Die Erwähnung von „Starken“ oder „Engeln“ in Psalm 78 läßt darauf schließen, daß Jehova durch Engel für das Manna gesorgt haben könnte (Psalm 78:25, Fußnote). Wie dem auch sei, das Volk hatte allen Grund, Gott für seine Güte dankbar zu sein. Die meisten erwiesen sich jedoch durch ihr Verhalten gegenüber genau demjenigen als undankbar, der sie aus der ägyptischen Sklaverei befreit hatte. Auch wir könnten Jehovas Vorkehrungen für selbstverständlich betrachten oder sogar undankbar werden, wenn wir nicht über seine liebende Güte nachdenken. Wir können daher dankbar sein, daß Jehova den Bericht von der Befreiung Israels und den folgenden Ereignissen „zu unserer Unterweisung“ in der Bibel aufzeichnen ließ (Römer 15:4).
Eine Lektion für Israel kommt Christen zugute
Als Jehova für das Manna sorgte, dachte er nicht nur daran, die körperlichen Bedürfnisse von etwa drei Millionen Israeliten zu stillen. Er wollte ‘sie demütigen und auf die Probe stellen’, um sie zu ihrem eigenen Nutzen zu läutern und zu züchtigen (5. Mose 8:16; Jesaja 48:17). Wenn sie auf die Läuterung und Züchtigung günstig reagierten, würde es Jehova große Freude bereiten, ‘ihnen schließlich Gutes zu tun’, indem er ihnen Frieden, Wohlstand und Glück im Land der Verheißung gewähren würde.

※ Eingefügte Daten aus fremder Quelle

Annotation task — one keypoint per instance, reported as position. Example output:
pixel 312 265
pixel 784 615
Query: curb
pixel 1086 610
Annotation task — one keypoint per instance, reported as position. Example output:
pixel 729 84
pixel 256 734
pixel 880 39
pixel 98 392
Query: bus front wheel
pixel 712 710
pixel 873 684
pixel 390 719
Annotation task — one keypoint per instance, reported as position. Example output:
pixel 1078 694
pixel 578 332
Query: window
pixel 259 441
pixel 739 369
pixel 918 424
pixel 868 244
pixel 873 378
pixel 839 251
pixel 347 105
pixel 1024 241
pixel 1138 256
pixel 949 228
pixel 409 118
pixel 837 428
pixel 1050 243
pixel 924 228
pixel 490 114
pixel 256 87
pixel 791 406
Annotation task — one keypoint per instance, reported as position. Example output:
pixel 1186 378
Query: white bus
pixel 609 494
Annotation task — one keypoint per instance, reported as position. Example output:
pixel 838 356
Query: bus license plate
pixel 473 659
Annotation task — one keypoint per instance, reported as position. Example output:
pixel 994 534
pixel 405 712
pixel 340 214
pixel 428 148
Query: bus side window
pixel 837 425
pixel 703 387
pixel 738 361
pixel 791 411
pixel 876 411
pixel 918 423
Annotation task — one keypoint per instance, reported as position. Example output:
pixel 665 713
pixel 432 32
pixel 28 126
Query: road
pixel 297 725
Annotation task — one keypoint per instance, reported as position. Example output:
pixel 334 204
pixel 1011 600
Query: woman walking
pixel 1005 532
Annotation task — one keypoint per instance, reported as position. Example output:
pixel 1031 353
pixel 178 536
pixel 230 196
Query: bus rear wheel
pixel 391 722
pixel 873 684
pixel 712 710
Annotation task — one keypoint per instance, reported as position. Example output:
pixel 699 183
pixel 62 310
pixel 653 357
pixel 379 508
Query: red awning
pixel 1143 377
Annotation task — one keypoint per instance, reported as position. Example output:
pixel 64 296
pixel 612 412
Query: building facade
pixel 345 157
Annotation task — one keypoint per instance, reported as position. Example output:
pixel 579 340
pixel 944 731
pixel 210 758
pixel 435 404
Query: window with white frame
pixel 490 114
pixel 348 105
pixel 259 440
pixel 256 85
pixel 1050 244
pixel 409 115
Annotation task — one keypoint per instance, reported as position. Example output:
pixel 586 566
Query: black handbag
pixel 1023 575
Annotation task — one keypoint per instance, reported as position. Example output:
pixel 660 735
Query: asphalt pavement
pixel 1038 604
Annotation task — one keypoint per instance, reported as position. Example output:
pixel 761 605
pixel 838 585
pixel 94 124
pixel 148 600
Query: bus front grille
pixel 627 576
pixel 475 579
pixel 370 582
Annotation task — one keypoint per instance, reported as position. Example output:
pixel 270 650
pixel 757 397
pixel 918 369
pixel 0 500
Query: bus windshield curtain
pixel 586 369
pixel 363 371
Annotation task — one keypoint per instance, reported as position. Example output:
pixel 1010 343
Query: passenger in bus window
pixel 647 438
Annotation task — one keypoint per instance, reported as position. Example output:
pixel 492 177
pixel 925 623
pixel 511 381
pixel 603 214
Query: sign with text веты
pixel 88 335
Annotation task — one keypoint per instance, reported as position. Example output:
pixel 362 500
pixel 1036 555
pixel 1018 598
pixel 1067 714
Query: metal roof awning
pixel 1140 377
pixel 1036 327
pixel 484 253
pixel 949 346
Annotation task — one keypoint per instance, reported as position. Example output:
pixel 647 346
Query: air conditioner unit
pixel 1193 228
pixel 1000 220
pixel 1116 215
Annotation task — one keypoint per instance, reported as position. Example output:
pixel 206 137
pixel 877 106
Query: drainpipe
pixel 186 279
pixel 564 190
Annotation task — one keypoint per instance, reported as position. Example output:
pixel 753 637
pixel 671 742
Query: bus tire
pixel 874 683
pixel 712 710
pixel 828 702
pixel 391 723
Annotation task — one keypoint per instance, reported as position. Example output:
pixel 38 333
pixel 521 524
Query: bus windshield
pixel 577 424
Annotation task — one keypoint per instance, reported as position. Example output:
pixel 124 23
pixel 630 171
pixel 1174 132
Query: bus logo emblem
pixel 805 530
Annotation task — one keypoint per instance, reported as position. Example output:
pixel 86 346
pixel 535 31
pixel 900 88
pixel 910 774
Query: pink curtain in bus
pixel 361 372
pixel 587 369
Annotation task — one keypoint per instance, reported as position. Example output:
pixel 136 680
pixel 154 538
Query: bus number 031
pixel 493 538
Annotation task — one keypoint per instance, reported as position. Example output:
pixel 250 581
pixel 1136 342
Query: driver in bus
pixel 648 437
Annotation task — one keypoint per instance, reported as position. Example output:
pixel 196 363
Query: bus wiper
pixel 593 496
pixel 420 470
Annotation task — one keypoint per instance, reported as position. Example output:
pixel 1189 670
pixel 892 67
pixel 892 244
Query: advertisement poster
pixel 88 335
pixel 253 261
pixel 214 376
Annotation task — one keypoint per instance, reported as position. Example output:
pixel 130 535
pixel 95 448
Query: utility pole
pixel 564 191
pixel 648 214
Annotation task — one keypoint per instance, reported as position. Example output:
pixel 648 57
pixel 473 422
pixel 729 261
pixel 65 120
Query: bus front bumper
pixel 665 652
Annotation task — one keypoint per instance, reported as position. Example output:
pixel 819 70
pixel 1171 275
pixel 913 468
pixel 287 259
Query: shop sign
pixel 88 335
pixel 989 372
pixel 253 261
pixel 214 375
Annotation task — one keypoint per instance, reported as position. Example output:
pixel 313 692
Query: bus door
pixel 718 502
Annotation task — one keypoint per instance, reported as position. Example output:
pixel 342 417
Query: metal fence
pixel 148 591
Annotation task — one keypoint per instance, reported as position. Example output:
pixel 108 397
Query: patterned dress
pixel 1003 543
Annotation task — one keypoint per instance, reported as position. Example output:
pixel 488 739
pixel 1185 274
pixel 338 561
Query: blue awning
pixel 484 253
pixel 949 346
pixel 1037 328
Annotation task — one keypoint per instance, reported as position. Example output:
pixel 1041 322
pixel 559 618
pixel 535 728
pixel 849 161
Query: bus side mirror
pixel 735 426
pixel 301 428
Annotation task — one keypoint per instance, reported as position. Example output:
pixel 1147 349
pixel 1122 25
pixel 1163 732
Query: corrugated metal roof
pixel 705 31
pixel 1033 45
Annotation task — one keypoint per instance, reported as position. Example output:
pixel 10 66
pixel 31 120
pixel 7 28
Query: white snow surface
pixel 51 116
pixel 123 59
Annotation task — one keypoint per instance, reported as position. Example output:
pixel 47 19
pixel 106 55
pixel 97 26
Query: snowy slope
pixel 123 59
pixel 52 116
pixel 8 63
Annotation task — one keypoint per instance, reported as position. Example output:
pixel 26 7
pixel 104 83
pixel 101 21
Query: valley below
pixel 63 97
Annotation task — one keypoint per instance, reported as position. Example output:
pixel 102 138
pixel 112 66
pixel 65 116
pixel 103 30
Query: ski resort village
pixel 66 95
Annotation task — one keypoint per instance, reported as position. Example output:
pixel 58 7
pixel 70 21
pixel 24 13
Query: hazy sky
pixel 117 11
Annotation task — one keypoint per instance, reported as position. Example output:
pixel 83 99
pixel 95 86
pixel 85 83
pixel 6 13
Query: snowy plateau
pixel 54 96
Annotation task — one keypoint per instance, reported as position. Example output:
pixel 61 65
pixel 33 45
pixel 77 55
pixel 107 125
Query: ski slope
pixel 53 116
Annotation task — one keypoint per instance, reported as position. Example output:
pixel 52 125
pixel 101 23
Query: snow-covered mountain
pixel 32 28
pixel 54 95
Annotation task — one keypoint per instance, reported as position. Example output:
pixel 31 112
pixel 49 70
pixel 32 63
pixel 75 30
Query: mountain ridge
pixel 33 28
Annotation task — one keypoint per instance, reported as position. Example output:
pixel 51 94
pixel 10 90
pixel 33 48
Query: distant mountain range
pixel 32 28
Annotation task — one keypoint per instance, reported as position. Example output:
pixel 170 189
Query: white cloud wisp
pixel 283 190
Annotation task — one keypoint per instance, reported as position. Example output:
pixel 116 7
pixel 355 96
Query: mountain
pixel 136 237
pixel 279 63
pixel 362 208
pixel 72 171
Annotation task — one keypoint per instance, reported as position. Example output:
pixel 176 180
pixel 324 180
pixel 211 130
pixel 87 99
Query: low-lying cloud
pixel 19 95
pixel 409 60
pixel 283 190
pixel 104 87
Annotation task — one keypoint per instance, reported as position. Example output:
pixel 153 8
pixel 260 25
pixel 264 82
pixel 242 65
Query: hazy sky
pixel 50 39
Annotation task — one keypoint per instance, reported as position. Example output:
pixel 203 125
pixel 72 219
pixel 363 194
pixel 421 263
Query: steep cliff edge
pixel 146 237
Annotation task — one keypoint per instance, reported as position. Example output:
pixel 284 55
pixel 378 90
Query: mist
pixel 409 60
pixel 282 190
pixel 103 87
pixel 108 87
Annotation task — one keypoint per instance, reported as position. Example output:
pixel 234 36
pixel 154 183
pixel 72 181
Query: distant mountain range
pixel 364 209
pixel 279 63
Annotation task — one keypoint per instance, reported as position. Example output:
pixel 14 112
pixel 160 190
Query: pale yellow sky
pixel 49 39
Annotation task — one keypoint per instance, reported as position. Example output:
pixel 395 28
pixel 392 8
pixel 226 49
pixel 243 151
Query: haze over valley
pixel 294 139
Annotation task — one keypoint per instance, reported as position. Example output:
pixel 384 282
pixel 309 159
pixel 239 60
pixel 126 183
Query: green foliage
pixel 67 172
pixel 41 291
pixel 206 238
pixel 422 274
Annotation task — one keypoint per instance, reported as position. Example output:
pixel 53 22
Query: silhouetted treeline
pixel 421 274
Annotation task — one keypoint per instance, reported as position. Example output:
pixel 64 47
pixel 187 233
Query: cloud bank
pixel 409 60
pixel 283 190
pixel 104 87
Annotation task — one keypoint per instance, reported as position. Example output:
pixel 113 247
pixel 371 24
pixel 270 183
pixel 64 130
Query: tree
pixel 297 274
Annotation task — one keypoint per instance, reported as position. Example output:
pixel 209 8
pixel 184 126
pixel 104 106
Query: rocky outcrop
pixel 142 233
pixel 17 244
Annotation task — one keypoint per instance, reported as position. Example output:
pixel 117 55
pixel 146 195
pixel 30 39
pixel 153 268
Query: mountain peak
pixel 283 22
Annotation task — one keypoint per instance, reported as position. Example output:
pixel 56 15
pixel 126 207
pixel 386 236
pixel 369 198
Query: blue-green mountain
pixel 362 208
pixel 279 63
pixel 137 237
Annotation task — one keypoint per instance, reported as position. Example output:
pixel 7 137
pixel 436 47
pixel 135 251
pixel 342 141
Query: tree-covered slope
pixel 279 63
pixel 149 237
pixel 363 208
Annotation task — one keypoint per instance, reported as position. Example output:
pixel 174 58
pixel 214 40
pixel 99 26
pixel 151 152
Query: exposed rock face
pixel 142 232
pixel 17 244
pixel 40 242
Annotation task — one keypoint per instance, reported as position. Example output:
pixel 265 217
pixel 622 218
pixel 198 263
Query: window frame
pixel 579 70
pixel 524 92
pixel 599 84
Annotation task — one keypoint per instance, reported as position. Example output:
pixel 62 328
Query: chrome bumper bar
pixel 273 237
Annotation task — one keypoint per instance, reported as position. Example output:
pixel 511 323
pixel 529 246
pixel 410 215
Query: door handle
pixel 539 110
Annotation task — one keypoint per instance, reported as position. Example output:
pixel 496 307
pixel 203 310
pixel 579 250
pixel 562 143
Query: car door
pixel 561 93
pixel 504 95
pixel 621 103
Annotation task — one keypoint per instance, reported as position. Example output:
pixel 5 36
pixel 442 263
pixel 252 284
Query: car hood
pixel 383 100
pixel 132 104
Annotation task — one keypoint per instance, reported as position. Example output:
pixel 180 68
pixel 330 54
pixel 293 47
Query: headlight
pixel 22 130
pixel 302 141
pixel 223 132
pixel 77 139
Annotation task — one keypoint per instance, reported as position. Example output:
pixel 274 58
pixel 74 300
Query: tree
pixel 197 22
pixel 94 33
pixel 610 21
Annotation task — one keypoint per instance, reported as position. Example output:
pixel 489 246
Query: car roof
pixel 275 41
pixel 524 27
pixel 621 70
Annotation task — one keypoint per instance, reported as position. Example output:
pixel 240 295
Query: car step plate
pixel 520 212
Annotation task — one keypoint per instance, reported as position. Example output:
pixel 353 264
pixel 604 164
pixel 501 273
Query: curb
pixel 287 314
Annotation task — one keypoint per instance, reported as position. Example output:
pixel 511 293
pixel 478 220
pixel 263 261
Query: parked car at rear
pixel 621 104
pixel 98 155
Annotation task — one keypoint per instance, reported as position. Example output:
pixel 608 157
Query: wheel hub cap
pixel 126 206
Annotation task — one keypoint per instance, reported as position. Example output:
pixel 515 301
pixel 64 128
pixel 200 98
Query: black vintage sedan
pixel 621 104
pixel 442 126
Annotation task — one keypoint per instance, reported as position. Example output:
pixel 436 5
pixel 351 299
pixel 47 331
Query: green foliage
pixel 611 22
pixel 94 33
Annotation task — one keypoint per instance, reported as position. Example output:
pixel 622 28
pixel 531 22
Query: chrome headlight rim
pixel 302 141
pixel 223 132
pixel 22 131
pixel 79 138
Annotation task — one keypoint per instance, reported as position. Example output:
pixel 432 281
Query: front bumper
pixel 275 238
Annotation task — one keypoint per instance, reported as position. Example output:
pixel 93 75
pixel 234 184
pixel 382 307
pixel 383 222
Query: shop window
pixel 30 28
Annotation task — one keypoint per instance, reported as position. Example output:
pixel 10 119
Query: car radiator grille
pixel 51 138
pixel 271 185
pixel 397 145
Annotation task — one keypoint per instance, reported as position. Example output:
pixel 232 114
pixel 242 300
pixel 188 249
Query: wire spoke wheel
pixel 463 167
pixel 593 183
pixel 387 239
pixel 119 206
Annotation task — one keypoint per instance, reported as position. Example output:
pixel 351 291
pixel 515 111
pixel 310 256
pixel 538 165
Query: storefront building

Eine wichtige Sache, die sie lernen mußten, war, daß „der Mensch nicht von Brot allein lebt, sondern von jeder Äußerung des Mundes Jehovas lebt der Mensch“ (5. Mose 8:3). Hätte Gott nicht für das Manna gesorgt, wäre das Volk verhungert — etwas, was sie ohne weiteres zugaben (2. Mose 16:3, 4). Dankbare Israeliten wurden täglich daran erinnert, daß sie völlig von Jehova abhängig waren, und wurden daher gedemütigt. Wenn sie dann im Land der Verheißung wären und in materiellem Überfluß lebten, würden sie Jehova und ihre Abhängigkeit von ihm wohl kaum vergessen.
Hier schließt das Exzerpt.